Il 24 ottobre 1917 l'ala sinistra della 2ª Armata venne duramente colpita dall'attacco austrotedesco. Anche la distruzione delle linee di comunicazioni (data da tempo per certa dal generale Capello[28], ma non recepita nella gravità della sua portata dal generale Pietro Badoglio) concorse alla destabilizzazione collettiva. Il 25 ottobre Capello, prima di essere nuovamente ricoverato, ebbe modo di parlare al generale Cadorna e, da lui invitato, di esporgli il suo pensiero circa l'azione più opportuna da compiersi[29]. Ma la sua proposta del ripiegamento tempestivo, inizialmente approvata, suscitò perplessità all'interno del Comando Supremo tali da abbandonare l'idea, salvo riprenderla in seguito, quando il contesto si presentava di molto inasprito.
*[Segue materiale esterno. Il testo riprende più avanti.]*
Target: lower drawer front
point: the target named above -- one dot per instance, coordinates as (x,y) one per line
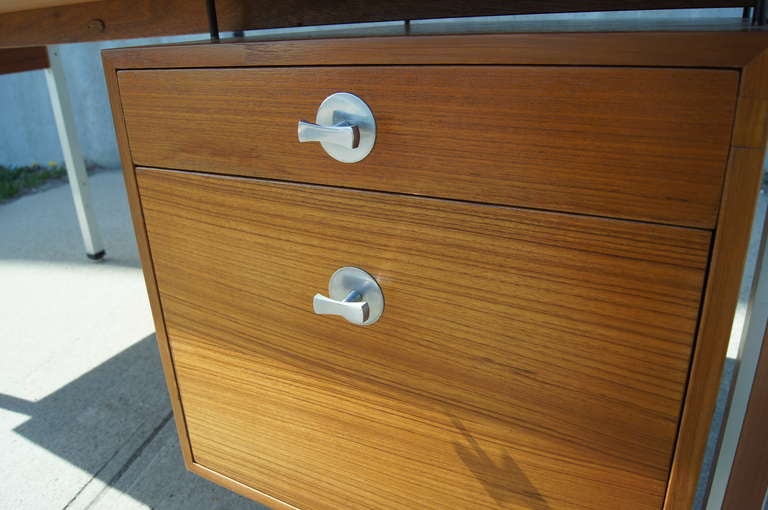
(524,359)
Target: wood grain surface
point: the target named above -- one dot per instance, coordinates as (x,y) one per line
(734,226)
(524,359)
(40,22)
(662,48)
(647,144)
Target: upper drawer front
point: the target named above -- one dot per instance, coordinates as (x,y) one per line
(639,143)
(524,359)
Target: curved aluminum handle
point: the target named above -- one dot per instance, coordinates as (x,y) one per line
(353,294)
(343,134)
(351,307)
(344,127)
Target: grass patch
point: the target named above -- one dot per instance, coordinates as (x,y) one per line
(17,180)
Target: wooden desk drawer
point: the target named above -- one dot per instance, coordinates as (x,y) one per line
(638,143)
(537,344)
(524,359)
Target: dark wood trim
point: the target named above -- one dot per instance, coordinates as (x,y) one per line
(749,474)
(14,60)
(146,261)
(688,49)
(742,184)
(744,51)
(122,19)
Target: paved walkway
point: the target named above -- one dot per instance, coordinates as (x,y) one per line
(85,420)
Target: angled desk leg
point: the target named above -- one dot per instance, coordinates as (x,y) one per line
(73,157)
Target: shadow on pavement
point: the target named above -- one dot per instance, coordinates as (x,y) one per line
(115,423)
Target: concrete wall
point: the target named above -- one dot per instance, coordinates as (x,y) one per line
(28,133)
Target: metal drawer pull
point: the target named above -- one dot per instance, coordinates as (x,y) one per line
(342,134)
(344,126)
(354,295)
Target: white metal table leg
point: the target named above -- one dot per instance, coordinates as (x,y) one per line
(73,157)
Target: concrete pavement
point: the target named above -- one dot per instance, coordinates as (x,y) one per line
(85,420)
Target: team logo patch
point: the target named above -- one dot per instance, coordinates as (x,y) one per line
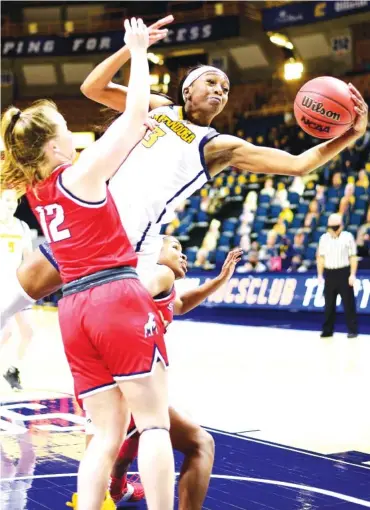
(150,328)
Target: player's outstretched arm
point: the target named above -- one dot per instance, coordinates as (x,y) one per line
(192,298)
(99,87)
(163,281)
(100,161)
(227,150)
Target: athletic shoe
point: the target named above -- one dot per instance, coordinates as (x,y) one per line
(12,378)
(123,491)
(108,503)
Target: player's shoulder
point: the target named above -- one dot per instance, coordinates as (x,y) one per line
(348,235)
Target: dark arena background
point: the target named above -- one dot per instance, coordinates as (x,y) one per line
(288,410)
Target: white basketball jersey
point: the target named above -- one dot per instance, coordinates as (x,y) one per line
(15,236)
(164,169)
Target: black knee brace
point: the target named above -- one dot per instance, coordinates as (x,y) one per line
(154,428)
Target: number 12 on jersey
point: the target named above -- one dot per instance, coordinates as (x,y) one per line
(51,228)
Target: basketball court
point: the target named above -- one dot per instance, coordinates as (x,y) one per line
(288,411)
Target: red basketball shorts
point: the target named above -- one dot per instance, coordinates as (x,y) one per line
(111,332)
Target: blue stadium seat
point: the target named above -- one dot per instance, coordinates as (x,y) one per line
(194,202)
(362,202)
(262,237)
(356,217)
(316,236)
(331,207)
(297,221)
(275,210)
(360,190)
(258,225)
(299,250)
(335,192)
(302,208)
(290,236)
(230,225)
(212,256)
(334,200)
(191,254)
(236,240)
(264,199)
(310,253)
(353,229)
(221,254)
(262,211)
(323,220)
(224,240)
(293,198)
(202,217)
(182,229)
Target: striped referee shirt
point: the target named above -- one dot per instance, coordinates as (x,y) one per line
(337,250)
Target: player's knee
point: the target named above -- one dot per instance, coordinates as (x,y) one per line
(200,443)
(110,442)
(204,443)
(155,420)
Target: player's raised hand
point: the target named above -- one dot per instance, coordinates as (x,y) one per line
(136,34)
(156,32)
(361,109)
(228,268)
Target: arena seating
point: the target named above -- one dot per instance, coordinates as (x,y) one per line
(248,209)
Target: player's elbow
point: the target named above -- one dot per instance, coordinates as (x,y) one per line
(88,90)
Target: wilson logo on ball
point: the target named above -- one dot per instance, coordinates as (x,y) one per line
(317,107)
(315,125)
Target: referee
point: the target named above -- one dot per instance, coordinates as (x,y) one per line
(337,260)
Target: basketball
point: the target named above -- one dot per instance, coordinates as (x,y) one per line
(323,107)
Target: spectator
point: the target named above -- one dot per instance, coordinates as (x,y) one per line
(270,249)
(245,243)
(363,179)
(337,183)
(281,194)
(209,243)
(312,215)
(279,228)
(268,188)
(286,214)
(296,265)
(297,186)
(320,197)
(253,264)
(250,202)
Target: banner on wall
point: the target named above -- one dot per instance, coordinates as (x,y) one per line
(293,292)
(109,42)
(303,13)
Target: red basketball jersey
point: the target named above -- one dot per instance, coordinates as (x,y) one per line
(165,307)
(86,237)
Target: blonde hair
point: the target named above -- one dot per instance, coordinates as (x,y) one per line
(25,134)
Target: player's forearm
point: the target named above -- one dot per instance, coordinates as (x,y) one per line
(101,76)
(138,93)
(317,156)
(320,266)
(353,263)
(193,298)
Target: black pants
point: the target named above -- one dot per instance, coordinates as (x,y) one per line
(336,282)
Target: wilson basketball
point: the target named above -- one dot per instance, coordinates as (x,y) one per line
(323,107)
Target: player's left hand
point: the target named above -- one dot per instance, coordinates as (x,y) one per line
(156,32)
(233,257)
(361,109)
(150,123)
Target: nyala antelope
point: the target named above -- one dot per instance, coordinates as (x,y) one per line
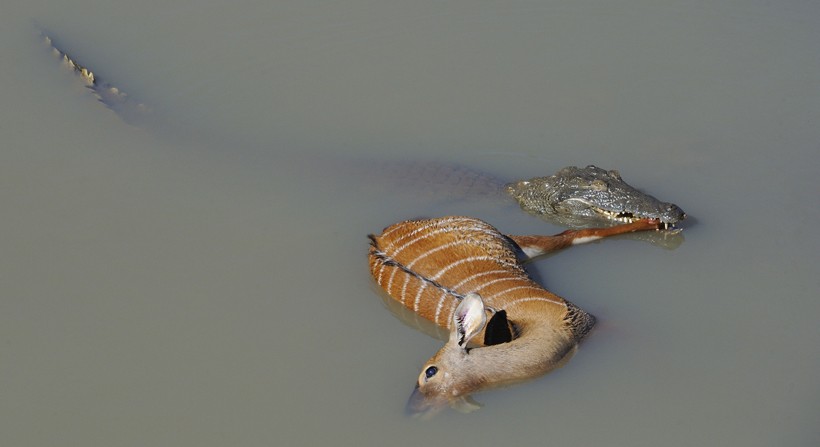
(465,276)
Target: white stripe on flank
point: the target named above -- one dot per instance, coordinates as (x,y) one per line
(389,285)
(497,280)
(418,296)
(450,313)
(381,271)
(425,227)
(528,286)
(439,306)
(469,259)
(404,288)
(532,298)
(433,250)
(476,276)
(585,239)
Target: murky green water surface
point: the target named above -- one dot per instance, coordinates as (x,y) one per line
(204,281)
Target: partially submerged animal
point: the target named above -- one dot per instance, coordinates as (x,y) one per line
(573,197)
(591,193)
(465,276)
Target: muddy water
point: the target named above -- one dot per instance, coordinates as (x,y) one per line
(198,283)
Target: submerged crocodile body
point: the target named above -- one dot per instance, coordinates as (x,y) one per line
(573,197)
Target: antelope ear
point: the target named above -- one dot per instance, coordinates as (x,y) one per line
(469,319)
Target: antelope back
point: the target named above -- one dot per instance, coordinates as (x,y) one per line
(430,265)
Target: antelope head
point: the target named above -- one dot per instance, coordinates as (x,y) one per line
(450,376)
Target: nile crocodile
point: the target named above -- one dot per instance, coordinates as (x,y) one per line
(573,197)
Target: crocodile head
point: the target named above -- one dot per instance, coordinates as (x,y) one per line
(591,193)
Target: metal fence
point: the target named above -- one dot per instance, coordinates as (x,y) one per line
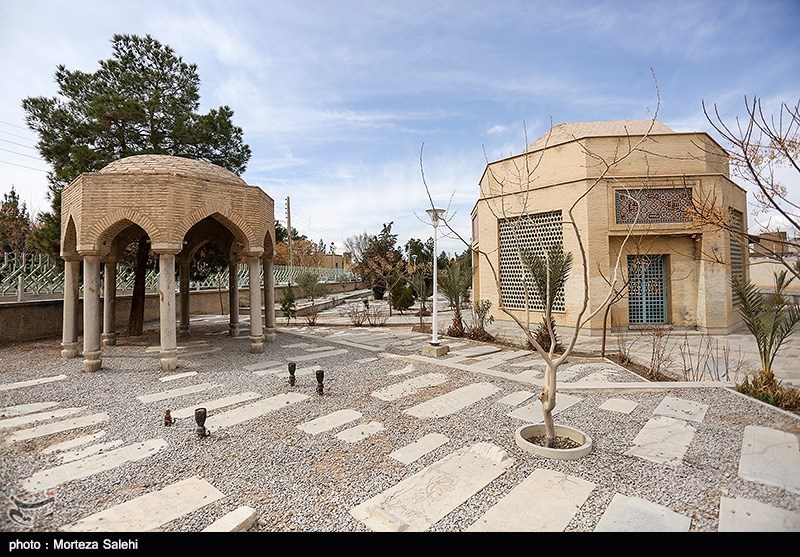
(33,276)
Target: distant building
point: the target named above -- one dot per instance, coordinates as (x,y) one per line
(679,272)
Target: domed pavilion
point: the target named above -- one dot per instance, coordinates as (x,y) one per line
(180,204)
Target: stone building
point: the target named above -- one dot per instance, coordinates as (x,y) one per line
(180,204)
(631,186)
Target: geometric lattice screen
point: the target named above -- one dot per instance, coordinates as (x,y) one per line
(735,240)
(653,205)
(533,234)
(647,289)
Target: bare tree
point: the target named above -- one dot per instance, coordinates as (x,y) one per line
(764,152)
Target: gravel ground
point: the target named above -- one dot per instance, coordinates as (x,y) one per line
(307,483)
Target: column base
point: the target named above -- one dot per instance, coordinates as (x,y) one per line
(169,360)
(69,350)
(435,350)
(256,345)
(92,361)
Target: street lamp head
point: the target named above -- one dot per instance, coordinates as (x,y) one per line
(436,215)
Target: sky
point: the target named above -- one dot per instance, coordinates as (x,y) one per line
(348,104)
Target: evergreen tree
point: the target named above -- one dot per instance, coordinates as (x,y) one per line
(15,223)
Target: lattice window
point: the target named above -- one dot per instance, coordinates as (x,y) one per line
(647,290)
(653,205)
(534,233)
(737,252)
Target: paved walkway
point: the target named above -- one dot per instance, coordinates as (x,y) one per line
(687,355)
(544,500)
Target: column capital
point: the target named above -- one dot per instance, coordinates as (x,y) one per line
(88,249)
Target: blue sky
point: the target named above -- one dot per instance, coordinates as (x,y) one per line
(337,97)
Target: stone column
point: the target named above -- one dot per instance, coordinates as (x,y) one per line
(256,329)
(269,302)
(91,313)
(166,295)
(109,336)
(233,297)
(69,338)
(184,266)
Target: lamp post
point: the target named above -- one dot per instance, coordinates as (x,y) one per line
(435,215)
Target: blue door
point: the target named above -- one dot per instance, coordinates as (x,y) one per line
(647,290)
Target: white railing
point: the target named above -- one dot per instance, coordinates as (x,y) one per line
(32,276)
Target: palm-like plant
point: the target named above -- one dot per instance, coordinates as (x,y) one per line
(770,319)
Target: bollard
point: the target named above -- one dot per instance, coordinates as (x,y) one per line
(320,377)
(200,417)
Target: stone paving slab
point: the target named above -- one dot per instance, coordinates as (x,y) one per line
(681,409)
(88,451)
(476,351)
(57,427)
(663,440)
(749,515)
(241,414)
(72,443)
(174,393)
(28,419)
(515,398)
(634,514)
(421,500)
(620,405)
(419,448)
(31,382)
(360,432)
(152,510)
(409,386)
(452,402)
(177,376)
(329,421)
(240,519)
(532,413)
(770,456)
(264,365)
(79,469)
(188,411)
(20,409)
(406,370)
(318,355)
(545,501)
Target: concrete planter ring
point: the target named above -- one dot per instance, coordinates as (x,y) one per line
(526,432)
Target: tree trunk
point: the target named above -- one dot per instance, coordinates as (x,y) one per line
(136,318)
(548,398)
(605,329)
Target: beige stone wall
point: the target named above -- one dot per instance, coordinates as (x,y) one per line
(698,272)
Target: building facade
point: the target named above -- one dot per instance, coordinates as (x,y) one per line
(628,189)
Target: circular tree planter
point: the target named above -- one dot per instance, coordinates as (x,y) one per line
(529,431)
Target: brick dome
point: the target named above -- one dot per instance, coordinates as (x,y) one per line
(175,166)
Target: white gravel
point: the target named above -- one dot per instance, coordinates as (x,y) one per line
(301,482)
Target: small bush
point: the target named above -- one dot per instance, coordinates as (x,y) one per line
(772,392)
(402,298)
(456,328)
(542,335)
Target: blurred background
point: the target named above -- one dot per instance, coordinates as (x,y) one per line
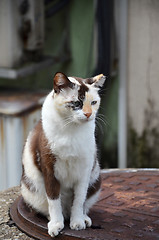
(81,38)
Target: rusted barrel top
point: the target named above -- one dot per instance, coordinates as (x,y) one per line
(128,209)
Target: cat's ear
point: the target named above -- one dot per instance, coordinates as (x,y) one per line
(99,80)
(61,81)
(96,81)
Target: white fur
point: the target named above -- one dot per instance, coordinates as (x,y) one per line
(71,138)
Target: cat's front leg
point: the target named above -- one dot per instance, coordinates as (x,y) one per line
(78,219)
(52,185)
(56,223)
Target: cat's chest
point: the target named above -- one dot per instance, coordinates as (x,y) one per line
(72,146)
(68,172)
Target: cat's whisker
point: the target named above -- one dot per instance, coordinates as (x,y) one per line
(100,127)
(102,118)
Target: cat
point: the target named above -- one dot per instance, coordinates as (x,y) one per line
(61,173)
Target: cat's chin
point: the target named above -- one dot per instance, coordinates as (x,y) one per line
(82,121)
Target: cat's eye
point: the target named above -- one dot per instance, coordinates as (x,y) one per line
(93,102)
(77,104)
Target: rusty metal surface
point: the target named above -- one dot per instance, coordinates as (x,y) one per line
(128,209)
(15,103)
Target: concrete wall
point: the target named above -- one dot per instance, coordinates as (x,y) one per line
(143,83)
(143,62)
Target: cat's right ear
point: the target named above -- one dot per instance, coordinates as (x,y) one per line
(61,81)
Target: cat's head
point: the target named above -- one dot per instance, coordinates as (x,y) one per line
(77,99)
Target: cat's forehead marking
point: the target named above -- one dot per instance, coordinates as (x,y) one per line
(82,87)
(73,80)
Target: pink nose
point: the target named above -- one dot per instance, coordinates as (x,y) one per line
(87,114)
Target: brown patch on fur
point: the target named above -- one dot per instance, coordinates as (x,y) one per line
(94,187)
(44,161)
(61,81)
(83,88)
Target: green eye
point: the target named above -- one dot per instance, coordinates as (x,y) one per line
(93,102)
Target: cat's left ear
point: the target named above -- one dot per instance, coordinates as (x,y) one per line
(96,81)
(99,80)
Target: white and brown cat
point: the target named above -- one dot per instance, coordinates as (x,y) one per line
(61,173)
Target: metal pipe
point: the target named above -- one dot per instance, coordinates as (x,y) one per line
(122,107)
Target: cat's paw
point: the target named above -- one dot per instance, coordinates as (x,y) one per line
(54,228)
(78,224)
(88,221)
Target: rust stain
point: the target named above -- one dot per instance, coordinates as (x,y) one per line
(126,210)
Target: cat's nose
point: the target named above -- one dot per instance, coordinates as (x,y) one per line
(88,114)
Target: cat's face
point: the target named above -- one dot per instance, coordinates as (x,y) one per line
(77,100)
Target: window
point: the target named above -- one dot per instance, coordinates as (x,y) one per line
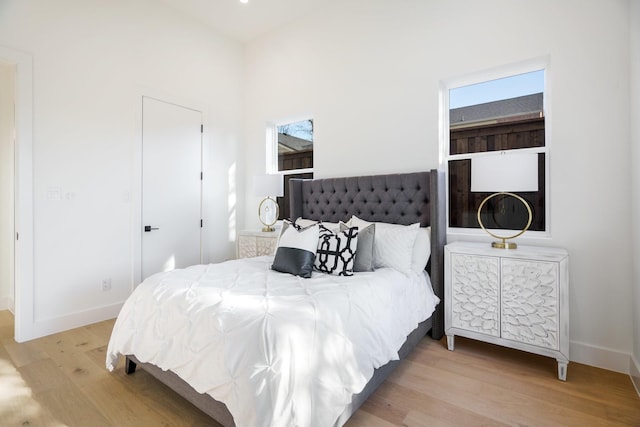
(290,153)
(492,115)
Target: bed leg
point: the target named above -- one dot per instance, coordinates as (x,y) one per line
(129,366)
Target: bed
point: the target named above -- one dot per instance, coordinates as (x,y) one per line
(402,199)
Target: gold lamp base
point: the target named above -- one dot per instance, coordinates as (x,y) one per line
(503,244)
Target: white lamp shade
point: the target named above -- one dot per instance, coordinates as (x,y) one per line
(268,185)
(504,171)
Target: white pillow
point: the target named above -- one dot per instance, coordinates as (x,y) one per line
(421,250)
(393,244)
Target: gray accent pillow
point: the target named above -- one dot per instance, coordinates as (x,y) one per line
(364,249)
(296,250)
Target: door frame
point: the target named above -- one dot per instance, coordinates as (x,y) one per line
(137,225)
(26,327)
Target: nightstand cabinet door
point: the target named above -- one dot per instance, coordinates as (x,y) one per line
(529,299)
(251,243)
(475,292)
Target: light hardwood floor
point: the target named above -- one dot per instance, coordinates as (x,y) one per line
(61,380)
Sussistono numerose interpretazioni sulle cause della sconfitta, di cui alcune favorevoli agli intenti di Capello[30].

Il Dopoguerra

Capello fu tra i primi ad aderire ai Fasci italiani di combattimento e venne chiamato a presiederne il Congresso di Roma nel novembre 1921[31]. Ma in seguito al voto del Gran consiglio del fascismo del 13 febbraio 1923 che dichiarava incompatibile l'adesione al Fascismo e alla Massoneria, Capello dichiarò apertamente la propria appartenenza massonica[31] e abbandonò il PNF[32]; e nel 1924 difese fisicamente dagli attacchi fascisti la sede centrale del Grande Oriente d'Italia, Palazzo Giustiniani[33]. La sua aperta attività di opposizione al regime gli precluse la possibilità di veder riconosciute pubblicamente le vere responsabilità circa la sconfitta del 24 ottobre 1917 alle quali era giunta la Commissione Senatoriale[2] nominata con Decreto del 12 aprile 1922: "Papà rispose in mia presenza al senatore: "Mi spiace conte, ma io desidero che la verità mi venga per la via maestra, ossia per quella diritta e del diritto e non per quella tortuosa del mercimonio". E a noi dopo disse: "Hanno sperato di togliermi di mezzo con l'allettamento di qualche biglietto da mille. Non rinuncio alla mia libertà di pensiero e non vengo a patti perché mi si faccia giustizia. Non ho premura; a questo, caso mai, penserà la storia"[34].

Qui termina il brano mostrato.